A variable must be declared before use, so that the interpreter knows that you want to use that symbol as a variable. All variables must be declared before any statement that does not declare a variable; in other words, you should declare your variables before doing anything else. Variable names are declared like this:
var variableName;
Variables can also be declared in lists, like this:
var variableName, variableOtherName;
Variables can be assigned a value at any time after they have been declared. Any single object can be assigned to a variable. If a variable is already assigned a value, any subsequent assignment will erase the previous assignment; the previously-assigned value will is not retrievable.

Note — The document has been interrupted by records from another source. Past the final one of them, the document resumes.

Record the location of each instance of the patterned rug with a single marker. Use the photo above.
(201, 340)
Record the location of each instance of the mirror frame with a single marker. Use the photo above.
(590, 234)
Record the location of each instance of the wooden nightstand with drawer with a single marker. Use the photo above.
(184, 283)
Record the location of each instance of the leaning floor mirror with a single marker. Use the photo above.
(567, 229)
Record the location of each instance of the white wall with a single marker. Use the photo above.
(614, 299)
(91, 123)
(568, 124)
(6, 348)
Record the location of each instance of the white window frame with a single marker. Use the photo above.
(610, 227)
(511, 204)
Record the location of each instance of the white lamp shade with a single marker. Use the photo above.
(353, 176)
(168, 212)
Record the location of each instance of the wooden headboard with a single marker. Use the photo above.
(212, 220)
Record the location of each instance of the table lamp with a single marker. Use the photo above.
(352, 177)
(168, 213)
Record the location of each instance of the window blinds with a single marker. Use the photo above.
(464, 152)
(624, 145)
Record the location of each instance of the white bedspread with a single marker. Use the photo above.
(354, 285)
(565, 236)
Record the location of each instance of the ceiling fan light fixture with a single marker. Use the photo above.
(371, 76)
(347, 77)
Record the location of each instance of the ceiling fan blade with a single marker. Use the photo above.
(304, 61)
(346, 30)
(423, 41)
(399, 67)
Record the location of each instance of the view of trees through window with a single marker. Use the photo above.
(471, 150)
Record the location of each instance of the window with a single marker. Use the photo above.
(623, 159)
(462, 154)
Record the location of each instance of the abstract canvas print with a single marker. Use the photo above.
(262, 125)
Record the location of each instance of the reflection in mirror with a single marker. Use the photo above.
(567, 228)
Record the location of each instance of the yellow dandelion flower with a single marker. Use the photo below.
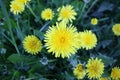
(61, 40)
(79, 72)
(116, 29)
(94, 21)
(115, 74)
(23, 1)
(47, 14)
(103, 78)
(16, 7)
(32, 44)
(66, 13)
(95, 68)
(89, 40)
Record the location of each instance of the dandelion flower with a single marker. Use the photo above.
(95, 68)
(32, 44)
(94, 21)
(61, 40)
(66, 13)
(89, 40)
(79, 72)
(47, 14)
(115, 74)
(23, 1)
(16, 7)
(116, 29)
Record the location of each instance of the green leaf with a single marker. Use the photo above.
(15, 58)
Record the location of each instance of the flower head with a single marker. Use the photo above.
(79, 72)
(32, 44)
(88, 40)
(23, 1)
(95, 68)
(94, 21)
(47, 14)
(16, 7)
(115, 74)
(61, 40)
(116, 29)
(66, 13)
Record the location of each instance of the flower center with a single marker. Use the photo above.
(62, 40)
(16, 7)
(66, 13)
(88, 40)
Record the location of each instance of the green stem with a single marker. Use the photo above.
(91, 6)
(32, 12)
(44, 26)
(5, 13)
(14, 75)
(83, 9)
(19, 29)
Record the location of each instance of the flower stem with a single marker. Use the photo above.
(5, 13)
(83, 9)
(91, 7)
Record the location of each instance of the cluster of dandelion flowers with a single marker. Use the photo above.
(16, 7)
(95, 68)
(116, 29)
(115, 74)
(32, 44)
(94, 21)
(79, 72)
(105, 78)
(47, 14)
(88, 39)
(23, 1)
(66, 13)
(61, 40)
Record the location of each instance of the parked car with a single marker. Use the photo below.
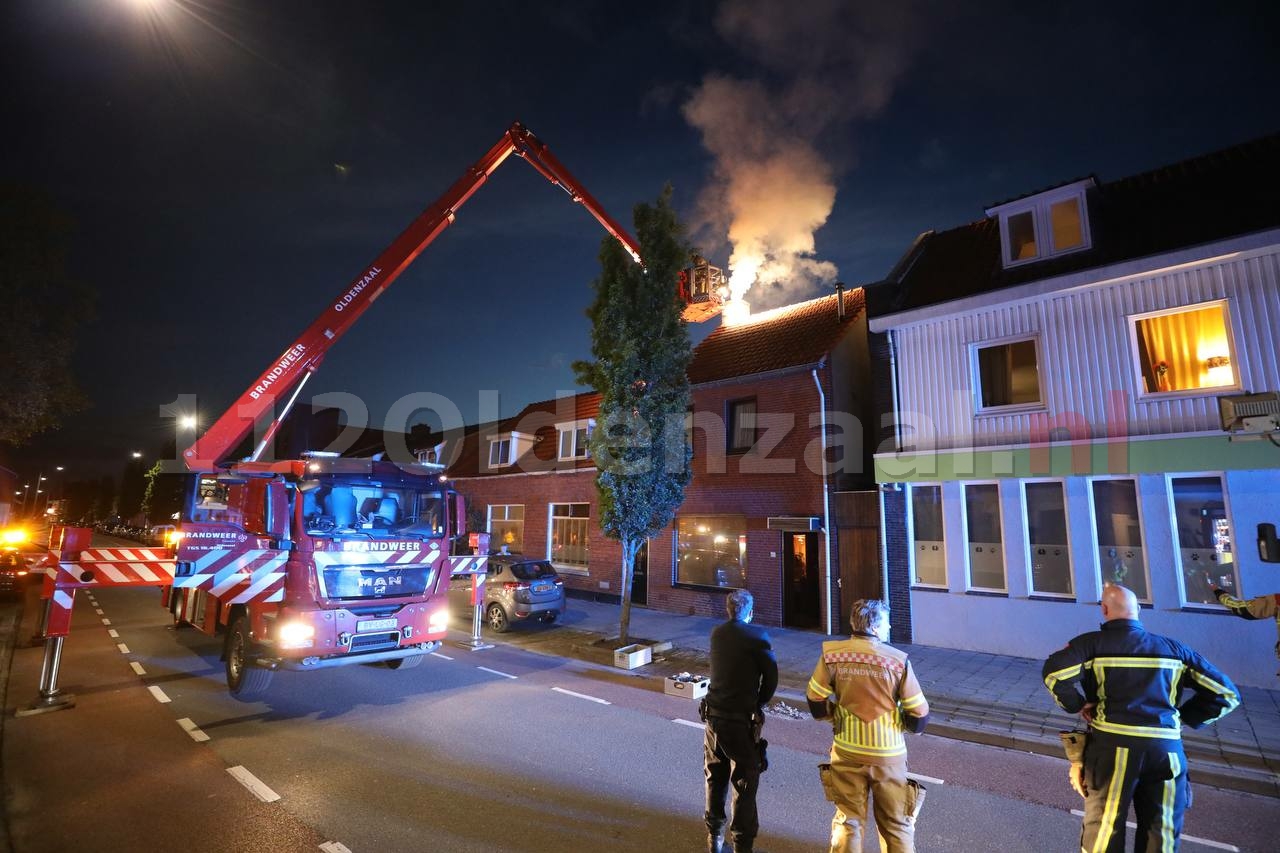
(516, 588)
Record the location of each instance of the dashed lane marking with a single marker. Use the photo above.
(254, 784)
(583, 696)
(1192, 839)
(196, 734)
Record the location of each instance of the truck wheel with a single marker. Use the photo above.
(498, 620)
(243, 679)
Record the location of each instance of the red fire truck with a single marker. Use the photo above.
(320, 561)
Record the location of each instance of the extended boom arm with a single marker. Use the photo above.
(304, 355)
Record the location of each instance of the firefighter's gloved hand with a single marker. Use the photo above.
(1075, 775)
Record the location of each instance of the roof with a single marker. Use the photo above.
(1215, 196)
(787, 337)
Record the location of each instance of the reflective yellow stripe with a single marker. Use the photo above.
(1110, 811)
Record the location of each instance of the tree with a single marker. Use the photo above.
(641, 352)
(42, 313)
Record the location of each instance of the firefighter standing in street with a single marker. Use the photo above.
(744, 676)
(869, 692)
(1127, 683)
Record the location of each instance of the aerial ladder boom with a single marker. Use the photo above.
(289, 372)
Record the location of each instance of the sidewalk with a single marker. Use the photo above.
(973, 696)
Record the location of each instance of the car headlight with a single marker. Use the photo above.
(296, 634)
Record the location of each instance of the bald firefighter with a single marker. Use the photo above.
(1127, 684)
(868, 690)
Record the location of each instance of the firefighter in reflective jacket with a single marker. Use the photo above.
(1260, 607)
(1127, 683)
(869, 692)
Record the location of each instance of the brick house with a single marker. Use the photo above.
(760, 511)
(1056, 370)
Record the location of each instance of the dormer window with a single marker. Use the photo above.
(1047, 224)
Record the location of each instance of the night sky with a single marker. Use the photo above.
(233, 164)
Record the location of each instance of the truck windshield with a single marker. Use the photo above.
(371, 509)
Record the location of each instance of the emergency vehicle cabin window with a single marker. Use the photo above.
(1118, 530)
(1203, 538)
(928, 543)
(983, 537)
(1050, 557)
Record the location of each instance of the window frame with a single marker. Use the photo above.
(1027, 541)
(1208, 391)
(912, 538)
(976, 374)
(1142, 532)
(964, 528)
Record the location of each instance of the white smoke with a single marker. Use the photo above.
(823, 64)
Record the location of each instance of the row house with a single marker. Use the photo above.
(1056, 370)
(772, 398)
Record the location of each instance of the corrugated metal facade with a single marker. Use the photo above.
(1087, 355)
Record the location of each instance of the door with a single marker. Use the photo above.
(640, 579)
(800, 605)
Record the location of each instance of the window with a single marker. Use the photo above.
(1118, 530)
(1203, 538)
(1184, 350)
(928, 544)
(1050, 557)
(984, 538)
(507, 527)
(741, 424)
(572, 439)
(1008, 374)
(711, 550)
(568, 544)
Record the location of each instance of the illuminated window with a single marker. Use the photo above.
(1203, 538)
(1008, 374)
(928, 543)
(1047, 541)
(1185, 349)
(984, 537)
(711, 550)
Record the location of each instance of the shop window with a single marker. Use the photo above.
(711, 551)
(1118, 530)
(1203, 538)
(983, 537)
(1185, 350)
(1050, 557)
(928, 543)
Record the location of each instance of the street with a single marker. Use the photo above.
(517, 751)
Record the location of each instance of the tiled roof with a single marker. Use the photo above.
(1210, 197)
(786, 337)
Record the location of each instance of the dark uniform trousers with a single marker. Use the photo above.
(1150, 772)
(732, 758)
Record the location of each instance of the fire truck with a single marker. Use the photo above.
(324, 561)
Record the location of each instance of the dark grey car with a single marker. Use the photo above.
(516, 589)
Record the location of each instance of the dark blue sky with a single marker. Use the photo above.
(195, 146)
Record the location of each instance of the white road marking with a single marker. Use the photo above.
(254, 784)
(583, 696)
(1193, 839)
(196, 734)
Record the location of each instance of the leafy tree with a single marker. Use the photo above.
(42, 313)
(641, 352)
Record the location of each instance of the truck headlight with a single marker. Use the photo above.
(296, 634)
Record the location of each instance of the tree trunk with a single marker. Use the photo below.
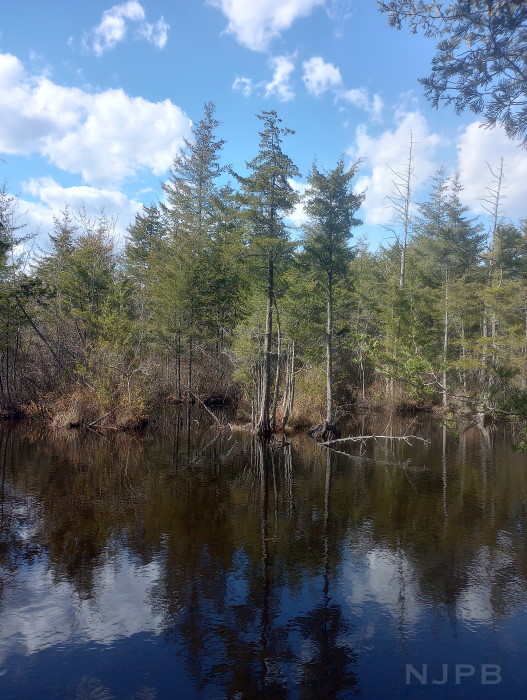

The first assignment to a variable is said to "initialize" the variable. Initialization is a special kind of assignment, because a variable cannot be used before it is initialized. If a program attempts to use an un-initialized variable, the SuperCollider interpreter will cause an error. For this reason, you should always initialize a variable when you declare it. There is a special way to do this:
var variableName = nil;
Since you can't always assign a useful value, you can pick an arbitrary one. Assigning "nil" is common practice, because it means "nothing," but without actually being nothing (this avoids some errors). Assigning zero is another possibility; it is standard practice in many programming languages, and will avoid most errors, even if the variable is eventually supposed to hold another kind of object. Intialization and declaration of multiple variables can also be done as a list:
var variableName = 0, variableOtherName = 0;
Single-letter variable names have a special purpose in SuperCollider. They are already declared, so you don't have to declare them. They are also already initialized to "nil", so you don't have to do that either. These variable names are intended to be used as a quick fix, while you're experimenting with how to make a program work. You should not use them in good-quality programs.
The single-letter variable "s" is automatically assigned to the server on the computer running the interpreter. You should avoid re-assigning that variable.
Variable names must always begin with a lower-case letter.
Use variables to write programs that do the following tasks:
  1. Perform arithmetic with an uninitialized variable. An error should appear when the program is executed.
  2. Calculate the value of y, if all other values are known, for the quadratic equation: y = a * x * x + b * x + c
  3. Re-write the Hello World Program so that it will say "Hello" to a name stored in a variable. Remember that you can use the interpreter to automatically output the last line of a function.